Demetrios Matheou

Film critic
UK

Voted for

FilmYearDirector
Notorious1946Alfred Hitchcock
Late Spring1949Yasujirō Ozu
Touch of Evil1958Orson Welles
L' eclisse1962Michelangelo Antonioni
Persona1966Ingmar Bergman
Memories of Underdevelopment1968Tomás Gutiérrez Alea
Mean Streets1973Martin Scorsese
La DOUBLE VIE DE VÉRONIQUE1991Krzysztof Kieslowski
There Will Be Blood2007Paul Thomas Anderson
Portrait of a Lady on Fire2019Céline Sciamma

Comments

The task of choosing the 10 greatest films of all time is inherently futile, leading only to a kind of madness (and let’s face it, critics already spend far too much time in the dark). It’s impossible to include every film that has changed my life in some way, or continues to inform my perspective on the world, or has added a new dimension to its medium – surely all aspects of great art.
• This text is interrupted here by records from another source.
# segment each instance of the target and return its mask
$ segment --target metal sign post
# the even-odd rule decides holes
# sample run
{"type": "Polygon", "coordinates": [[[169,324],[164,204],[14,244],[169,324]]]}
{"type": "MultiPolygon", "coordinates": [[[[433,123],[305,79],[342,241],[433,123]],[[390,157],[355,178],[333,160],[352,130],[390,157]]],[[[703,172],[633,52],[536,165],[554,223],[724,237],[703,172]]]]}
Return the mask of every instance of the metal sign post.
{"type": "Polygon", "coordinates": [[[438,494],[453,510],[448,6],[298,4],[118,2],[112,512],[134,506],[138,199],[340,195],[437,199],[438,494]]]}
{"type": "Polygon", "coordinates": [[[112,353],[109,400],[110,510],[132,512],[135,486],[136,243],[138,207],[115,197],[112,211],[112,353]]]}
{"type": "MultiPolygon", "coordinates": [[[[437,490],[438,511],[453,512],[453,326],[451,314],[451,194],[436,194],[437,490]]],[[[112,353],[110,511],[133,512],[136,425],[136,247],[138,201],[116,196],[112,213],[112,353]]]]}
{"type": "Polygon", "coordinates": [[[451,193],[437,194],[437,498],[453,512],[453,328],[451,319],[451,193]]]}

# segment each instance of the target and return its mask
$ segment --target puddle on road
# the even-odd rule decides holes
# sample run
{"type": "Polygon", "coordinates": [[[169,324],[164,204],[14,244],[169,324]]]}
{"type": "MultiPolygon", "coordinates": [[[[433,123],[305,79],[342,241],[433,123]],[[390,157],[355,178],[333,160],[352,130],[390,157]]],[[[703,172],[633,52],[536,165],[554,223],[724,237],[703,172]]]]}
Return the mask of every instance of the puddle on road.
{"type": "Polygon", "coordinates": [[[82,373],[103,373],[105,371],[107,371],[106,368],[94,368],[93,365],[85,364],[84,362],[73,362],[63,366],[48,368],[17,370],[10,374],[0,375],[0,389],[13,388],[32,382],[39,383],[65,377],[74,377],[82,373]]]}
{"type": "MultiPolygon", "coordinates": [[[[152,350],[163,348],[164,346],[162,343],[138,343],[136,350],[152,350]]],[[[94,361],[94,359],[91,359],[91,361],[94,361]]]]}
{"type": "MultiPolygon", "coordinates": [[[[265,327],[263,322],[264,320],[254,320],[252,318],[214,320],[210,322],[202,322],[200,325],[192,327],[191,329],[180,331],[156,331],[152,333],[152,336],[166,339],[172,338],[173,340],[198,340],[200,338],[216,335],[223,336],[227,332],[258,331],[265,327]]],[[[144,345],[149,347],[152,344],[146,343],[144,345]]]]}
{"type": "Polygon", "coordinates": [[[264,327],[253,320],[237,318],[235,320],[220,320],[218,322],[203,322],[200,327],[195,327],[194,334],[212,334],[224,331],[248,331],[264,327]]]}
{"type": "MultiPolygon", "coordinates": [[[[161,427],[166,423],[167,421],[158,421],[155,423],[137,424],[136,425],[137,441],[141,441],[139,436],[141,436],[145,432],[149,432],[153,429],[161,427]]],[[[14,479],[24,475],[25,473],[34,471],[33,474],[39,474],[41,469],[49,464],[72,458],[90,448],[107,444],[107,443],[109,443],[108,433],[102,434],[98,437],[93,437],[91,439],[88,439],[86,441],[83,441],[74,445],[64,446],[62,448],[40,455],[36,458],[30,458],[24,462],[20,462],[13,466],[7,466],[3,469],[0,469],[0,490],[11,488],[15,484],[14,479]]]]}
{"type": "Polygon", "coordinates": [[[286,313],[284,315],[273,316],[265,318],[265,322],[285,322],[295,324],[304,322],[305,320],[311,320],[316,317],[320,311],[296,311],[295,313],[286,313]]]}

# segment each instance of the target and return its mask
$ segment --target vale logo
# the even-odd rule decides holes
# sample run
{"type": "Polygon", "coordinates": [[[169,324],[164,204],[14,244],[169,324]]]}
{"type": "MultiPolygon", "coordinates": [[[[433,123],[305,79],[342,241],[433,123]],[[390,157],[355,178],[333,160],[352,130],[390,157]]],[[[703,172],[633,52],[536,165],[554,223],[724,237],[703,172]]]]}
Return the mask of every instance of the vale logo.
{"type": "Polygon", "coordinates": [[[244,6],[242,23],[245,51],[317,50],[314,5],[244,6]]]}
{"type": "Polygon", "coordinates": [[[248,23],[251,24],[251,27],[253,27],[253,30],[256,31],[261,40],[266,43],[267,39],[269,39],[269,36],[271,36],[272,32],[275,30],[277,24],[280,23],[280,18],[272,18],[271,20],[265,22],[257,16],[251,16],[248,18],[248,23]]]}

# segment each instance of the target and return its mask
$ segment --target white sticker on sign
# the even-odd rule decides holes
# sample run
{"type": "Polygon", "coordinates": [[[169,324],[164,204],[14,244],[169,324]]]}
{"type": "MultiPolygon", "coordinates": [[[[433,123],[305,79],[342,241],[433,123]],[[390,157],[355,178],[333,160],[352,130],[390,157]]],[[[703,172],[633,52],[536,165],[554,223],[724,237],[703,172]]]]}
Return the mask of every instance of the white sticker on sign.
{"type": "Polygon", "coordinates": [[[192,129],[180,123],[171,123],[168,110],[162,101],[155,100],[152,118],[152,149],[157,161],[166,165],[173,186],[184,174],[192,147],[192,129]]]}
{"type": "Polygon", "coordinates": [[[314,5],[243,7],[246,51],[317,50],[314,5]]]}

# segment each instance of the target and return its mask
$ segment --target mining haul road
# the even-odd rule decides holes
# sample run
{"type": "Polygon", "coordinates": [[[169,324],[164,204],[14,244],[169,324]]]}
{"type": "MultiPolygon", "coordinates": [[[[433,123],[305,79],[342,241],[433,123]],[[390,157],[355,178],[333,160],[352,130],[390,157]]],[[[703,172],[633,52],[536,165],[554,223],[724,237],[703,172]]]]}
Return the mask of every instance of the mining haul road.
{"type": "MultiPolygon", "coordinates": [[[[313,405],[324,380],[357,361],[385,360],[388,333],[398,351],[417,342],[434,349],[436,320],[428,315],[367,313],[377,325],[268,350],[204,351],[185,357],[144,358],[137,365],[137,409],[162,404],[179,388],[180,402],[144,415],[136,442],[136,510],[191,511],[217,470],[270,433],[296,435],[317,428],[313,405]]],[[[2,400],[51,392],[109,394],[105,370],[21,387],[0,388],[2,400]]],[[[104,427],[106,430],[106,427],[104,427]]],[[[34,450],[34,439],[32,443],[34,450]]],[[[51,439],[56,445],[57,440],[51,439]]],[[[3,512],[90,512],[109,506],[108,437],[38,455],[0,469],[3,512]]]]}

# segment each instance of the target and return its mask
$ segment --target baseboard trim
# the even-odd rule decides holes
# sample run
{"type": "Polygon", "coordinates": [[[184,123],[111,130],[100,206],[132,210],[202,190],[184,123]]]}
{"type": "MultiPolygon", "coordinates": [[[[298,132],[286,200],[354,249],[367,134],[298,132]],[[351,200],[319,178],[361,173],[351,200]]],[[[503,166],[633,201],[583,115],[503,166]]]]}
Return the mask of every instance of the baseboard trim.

And, over time, the pool only gets deeper. So, a decade after my last attempt, it feels imperative to shuffle the deck, with a list that is perhaps a little more instinctive. Whether long beloved or more recent, what all these 10 films share is a permanent residence in my psyche, from where they constantly remind me of cinema’s miraculous, mysterious, moving possibilities.

To ease my labours, I’m allowing some special mentions: The 400 Blows and Vivre sa vie; La Jetée; Bicycle Thieves and 8½; Howard Hawks, John Cassavetes and Lucrecia Martel; and the comedies I can’t live without – His Girl Friday, The Philadelphia Story, The Lady Eve.